Ukraine’s military said its MiG-29 warplane had been shot down as it carried out “an assignment to eliminate a large group of terrorists” in the Luhansk region. The pilot managed to parachute to safety, it said.
Authorities in the main rebel city of Donetsk said shelling had killed 10 civilians in 24 hours as government forces pressed on with an offensive to oust separatists.
Meanwhile, Germany demanded that Moscow clarify boasts by a rebel leader in the besieged city that he had recently received hundreds of fighters trained in Russia to bolster the flagging rebellion.
Russian Foreign Minister Sergei Lavrov, Ukrainian FM Pavlo Klimkin, and their French and German counterparts are due to meet in Berlin.
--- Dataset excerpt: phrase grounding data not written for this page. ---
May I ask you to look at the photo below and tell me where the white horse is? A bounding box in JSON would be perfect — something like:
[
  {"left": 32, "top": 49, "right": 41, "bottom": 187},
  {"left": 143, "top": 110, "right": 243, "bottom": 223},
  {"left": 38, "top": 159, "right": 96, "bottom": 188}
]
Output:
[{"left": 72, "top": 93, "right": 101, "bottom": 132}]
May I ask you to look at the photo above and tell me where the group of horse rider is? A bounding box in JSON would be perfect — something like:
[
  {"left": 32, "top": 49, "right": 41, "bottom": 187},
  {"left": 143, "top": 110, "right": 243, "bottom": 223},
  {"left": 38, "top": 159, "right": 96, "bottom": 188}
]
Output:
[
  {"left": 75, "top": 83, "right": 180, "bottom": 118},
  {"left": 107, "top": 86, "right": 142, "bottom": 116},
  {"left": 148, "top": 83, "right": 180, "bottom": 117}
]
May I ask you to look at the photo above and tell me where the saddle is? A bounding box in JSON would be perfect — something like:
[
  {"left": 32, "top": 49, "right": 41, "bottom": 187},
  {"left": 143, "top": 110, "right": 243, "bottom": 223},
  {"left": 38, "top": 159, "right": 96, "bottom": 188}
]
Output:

Klimkin tweeted, “Flying to Berlin. The talks will not be easy. It is important to stop the flow of weapons and mercenaries from Russia.”
French President François Hollande urged Ukraine to show “restraint and good judgment” in its military operations, after Kiev boasted of destroying part of a small Russian military convoy. He suggested that talks could pave the way for a face-to-face encounter between the Russian and Ukrainian state heads.
Russia had dismissed the incursion claims as “fantasies”, but resisted the urge to strike back, as it again denied the persistent allegations from the west that it is arming the rebels.
‘AID’ FROM RUSSIA:
The fate of a Russian aid convoy parked near the border remained uncertain despite both sides appearing to edge closer to a deal to let it into Ukraine.
The Red Cross said its officials had arrived at an area where 300 Russian trucks were waiting, but official inspections of the cargo were yet to begin. A group of 16 trucks reportedly headed in the direction of the crossing.
The west and Kiev fear that the convoy could be a Trojan horse to help the rebels in eastern Ukraine, or provide Moscow with an excuse to send in the 20,000 troops that NATO says it has massed on the border.
The Red Cross has said Russia and Ukraine have agreed on procedures to check the cargo, but “security guarantees” are still needed on how the vehicles can cross rebel-held territory.
Kiev recognised the “legality” of the humanitarian convoy in a statement published on the government website, moving closer to giving the green light for the trucks to enter its territory.
Ukraine President Petro Poroshenko told US Vice President Joe Biden, on Saturday that the separatists had yet to grant safe passage for the aid.
Russia’s foreign ministry has repeatedly demanded that Kiev cease fire in order for the aid to reach residents of blighted cities in eastern Ukraine who have been stuck for days without water or power.